Report 13/2007: Locomotive runaway near East Didsbury

Locomotive runaway near East Didsbury, Manchester, 27 August 2006.

R132007-070524-East-Didsbury.pdf

On Sunday 27 August 2006 an unmanned locomotive became uncoupled from the rear of a freight train as it approached Heald Green station, between Manchester Piccadilly and Manchester Airport. The locomotive then ran back northwards in the direction the train had come from for around 3 miles, and through a worksite at East Didsbury station. The locomotive then paused momentarily at Burnage station, before returning back southwards because of the gradient and through the worksite again. The train was brought to a stop by a combination of the gradient and workers wedging a wooden post in front of one of the locomotive’s wheels.

The track workers at East Didsbury station were not positioned on the same line as the runaway locomotive and so there were no injuries. Minor damage was caused to trackside installations.

The immediate causes of the incident were that the rearmost wagon drawhook broke while the train was on a gradient, and that the trailing locomotive had no air supply available in its air reservoirs to apply the brakes. The report identified five causal factors, eight contributory factors and two underlying causes for the incident.

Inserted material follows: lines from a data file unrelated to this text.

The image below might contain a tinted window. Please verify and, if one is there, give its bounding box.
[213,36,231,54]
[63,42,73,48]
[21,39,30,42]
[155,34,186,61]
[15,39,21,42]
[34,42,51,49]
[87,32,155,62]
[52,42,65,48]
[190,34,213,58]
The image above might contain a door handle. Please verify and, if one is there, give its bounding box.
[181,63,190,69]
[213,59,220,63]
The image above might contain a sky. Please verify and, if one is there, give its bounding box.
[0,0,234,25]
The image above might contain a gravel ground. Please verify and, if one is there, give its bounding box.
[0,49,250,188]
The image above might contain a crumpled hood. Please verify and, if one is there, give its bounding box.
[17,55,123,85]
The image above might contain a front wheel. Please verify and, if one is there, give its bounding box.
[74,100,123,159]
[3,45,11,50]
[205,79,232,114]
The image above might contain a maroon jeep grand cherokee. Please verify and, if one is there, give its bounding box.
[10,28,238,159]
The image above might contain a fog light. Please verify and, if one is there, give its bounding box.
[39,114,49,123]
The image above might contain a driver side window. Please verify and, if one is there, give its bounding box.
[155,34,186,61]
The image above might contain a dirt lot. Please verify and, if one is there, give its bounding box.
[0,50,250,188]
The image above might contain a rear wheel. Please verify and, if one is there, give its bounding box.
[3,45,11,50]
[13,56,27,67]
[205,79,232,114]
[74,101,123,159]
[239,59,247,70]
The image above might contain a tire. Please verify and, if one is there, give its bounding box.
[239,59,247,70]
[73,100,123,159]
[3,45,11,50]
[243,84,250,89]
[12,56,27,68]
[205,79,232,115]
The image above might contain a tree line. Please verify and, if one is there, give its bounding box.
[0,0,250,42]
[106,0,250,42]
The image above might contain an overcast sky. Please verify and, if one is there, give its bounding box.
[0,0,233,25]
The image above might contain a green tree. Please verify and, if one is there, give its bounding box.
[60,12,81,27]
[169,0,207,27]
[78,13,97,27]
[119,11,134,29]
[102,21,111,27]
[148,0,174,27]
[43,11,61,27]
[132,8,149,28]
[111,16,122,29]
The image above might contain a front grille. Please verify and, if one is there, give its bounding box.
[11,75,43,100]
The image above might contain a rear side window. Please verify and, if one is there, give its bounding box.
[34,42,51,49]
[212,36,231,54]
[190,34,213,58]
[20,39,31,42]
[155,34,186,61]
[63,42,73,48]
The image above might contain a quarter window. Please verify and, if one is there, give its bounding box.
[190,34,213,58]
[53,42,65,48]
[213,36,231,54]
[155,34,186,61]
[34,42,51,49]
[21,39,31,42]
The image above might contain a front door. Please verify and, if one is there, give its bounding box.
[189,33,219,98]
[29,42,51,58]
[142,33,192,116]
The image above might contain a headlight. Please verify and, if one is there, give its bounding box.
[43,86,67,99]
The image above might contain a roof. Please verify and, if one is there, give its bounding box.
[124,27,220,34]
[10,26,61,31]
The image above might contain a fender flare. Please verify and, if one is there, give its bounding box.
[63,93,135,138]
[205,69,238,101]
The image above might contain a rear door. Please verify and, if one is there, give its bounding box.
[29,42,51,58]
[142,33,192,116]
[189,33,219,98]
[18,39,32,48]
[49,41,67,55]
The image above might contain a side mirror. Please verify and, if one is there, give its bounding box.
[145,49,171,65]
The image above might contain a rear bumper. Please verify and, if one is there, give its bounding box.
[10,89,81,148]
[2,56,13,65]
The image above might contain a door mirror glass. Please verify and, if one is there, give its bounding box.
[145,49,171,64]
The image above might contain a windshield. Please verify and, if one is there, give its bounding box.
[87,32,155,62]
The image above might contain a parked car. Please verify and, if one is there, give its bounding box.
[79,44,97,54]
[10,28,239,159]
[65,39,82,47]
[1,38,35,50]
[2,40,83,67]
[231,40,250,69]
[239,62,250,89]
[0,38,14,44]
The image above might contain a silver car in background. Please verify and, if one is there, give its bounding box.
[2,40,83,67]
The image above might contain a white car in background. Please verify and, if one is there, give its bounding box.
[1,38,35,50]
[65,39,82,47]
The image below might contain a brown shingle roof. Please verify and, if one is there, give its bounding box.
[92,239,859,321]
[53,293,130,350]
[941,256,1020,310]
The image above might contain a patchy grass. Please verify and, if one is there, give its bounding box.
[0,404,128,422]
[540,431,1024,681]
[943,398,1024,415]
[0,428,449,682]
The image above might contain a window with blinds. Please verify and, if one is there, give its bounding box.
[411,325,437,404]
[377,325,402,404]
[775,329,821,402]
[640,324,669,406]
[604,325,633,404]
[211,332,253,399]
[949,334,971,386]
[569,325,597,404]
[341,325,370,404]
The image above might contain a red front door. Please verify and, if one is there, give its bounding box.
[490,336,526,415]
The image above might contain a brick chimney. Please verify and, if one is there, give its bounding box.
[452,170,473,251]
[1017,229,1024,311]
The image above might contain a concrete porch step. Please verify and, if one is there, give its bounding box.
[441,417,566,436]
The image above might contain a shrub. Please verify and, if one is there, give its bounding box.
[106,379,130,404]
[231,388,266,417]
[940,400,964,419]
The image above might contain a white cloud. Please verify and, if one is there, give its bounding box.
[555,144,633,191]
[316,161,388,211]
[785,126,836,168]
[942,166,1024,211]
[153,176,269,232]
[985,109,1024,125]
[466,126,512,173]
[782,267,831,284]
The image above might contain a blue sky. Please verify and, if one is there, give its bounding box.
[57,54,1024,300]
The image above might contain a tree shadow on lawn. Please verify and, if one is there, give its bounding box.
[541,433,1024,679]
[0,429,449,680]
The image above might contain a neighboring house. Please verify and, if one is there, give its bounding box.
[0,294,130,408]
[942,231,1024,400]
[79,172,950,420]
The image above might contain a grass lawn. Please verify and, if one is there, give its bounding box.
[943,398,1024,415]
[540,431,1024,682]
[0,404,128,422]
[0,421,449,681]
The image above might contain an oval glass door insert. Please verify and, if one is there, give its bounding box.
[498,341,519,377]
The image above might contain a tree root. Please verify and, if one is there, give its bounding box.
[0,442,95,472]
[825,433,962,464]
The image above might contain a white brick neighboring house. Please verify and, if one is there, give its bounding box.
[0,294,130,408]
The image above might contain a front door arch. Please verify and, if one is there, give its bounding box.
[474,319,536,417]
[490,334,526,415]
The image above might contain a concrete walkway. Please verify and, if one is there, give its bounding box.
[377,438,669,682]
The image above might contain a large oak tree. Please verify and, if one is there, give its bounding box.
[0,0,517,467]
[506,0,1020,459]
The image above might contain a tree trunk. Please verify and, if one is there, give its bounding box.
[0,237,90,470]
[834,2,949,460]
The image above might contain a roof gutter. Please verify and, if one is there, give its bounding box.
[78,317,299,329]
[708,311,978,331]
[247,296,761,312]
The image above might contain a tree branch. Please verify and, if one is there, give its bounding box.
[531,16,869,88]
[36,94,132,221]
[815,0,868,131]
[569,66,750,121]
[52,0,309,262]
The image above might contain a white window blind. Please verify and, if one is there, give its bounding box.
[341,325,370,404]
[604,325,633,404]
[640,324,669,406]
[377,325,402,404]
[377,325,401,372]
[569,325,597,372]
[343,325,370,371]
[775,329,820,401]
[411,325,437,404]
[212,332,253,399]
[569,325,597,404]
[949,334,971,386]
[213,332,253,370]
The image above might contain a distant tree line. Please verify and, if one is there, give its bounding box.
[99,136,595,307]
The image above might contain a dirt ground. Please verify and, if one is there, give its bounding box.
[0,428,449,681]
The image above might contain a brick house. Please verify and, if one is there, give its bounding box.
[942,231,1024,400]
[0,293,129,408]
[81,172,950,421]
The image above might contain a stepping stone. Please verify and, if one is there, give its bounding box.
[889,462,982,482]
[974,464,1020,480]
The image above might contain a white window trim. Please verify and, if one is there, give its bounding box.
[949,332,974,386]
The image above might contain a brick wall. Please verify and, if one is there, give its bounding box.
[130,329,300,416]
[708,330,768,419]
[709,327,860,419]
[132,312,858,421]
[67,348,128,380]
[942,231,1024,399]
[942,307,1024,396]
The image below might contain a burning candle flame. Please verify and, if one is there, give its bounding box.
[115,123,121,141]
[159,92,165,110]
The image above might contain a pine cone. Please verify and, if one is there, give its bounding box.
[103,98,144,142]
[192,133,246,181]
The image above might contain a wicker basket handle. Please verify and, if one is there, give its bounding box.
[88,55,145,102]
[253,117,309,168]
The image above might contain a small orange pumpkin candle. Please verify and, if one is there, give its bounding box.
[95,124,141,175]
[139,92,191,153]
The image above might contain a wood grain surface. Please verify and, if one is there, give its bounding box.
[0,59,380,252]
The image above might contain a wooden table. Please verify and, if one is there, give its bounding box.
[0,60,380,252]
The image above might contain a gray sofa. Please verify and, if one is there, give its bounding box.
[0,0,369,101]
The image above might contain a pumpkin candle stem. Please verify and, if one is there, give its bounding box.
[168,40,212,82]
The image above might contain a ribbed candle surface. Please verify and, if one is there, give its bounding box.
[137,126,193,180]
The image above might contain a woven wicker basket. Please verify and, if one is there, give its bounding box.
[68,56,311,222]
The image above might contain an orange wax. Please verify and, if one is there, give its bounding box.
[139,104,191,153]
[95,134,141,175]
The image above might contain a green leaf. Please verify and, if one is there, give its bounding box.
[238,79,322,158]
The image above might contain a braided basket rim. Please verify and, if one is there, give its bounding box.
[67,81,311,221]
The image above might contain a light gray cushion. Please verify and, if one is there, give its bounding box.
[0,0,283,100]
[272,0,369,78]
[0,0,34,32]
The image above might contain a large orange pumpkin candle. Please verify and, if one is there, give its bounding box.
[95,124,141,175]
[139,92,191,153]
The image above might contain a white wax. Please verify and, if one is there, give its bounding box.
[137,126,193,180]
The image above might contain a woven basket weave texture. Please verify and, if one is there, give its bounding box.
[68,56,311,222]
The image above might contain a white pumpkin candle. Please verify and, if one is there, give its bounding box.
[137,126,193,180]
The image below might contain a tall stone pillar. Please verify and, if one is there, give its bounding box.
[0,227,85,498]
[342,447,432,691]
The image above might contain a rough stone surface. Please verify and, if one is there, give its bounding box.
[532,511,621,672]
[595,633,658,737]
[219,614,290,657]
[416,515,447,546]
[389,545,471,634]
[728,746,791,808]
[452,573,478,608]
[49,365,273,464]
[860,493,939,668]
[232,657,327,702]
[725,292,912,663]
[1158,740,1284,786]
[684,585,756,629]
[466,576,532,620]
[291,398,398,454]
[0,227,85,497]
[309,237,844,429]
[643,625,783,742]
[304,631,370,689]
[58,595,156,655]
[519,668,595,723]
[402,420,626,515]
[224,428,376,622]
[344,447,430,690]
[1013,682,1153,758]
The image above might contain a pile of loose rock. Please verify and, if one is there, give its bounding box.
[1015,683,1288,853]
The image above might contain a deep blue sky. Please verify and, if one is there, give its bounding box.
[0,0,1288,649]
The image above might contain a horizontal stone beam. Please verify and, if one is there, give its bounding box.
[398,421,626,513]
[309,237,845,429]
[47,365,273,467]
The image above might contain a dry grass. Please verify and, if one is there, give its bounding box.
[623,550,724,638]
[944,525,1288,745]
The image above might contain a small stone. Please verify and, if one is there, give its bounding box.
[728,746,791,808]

RAIB has made eight recommendations aimed at:

  • the design of the type of locomotive involved, and how equipment therein is described and labelled
  • wagon maintenance procedures
  • driver training and assessment
  • reviewing how critical information is passed to drivers and their understanding of it is assessed
  • processes for identifying and mitigating hazards introduced by technical or operational change.

Response to recommendations:

  • RAIB will periodically update the status of recommendations as reported to us by the relevant safety authority or public body
  • RAIB may add comment, particularly if we have concerns regarding these responses.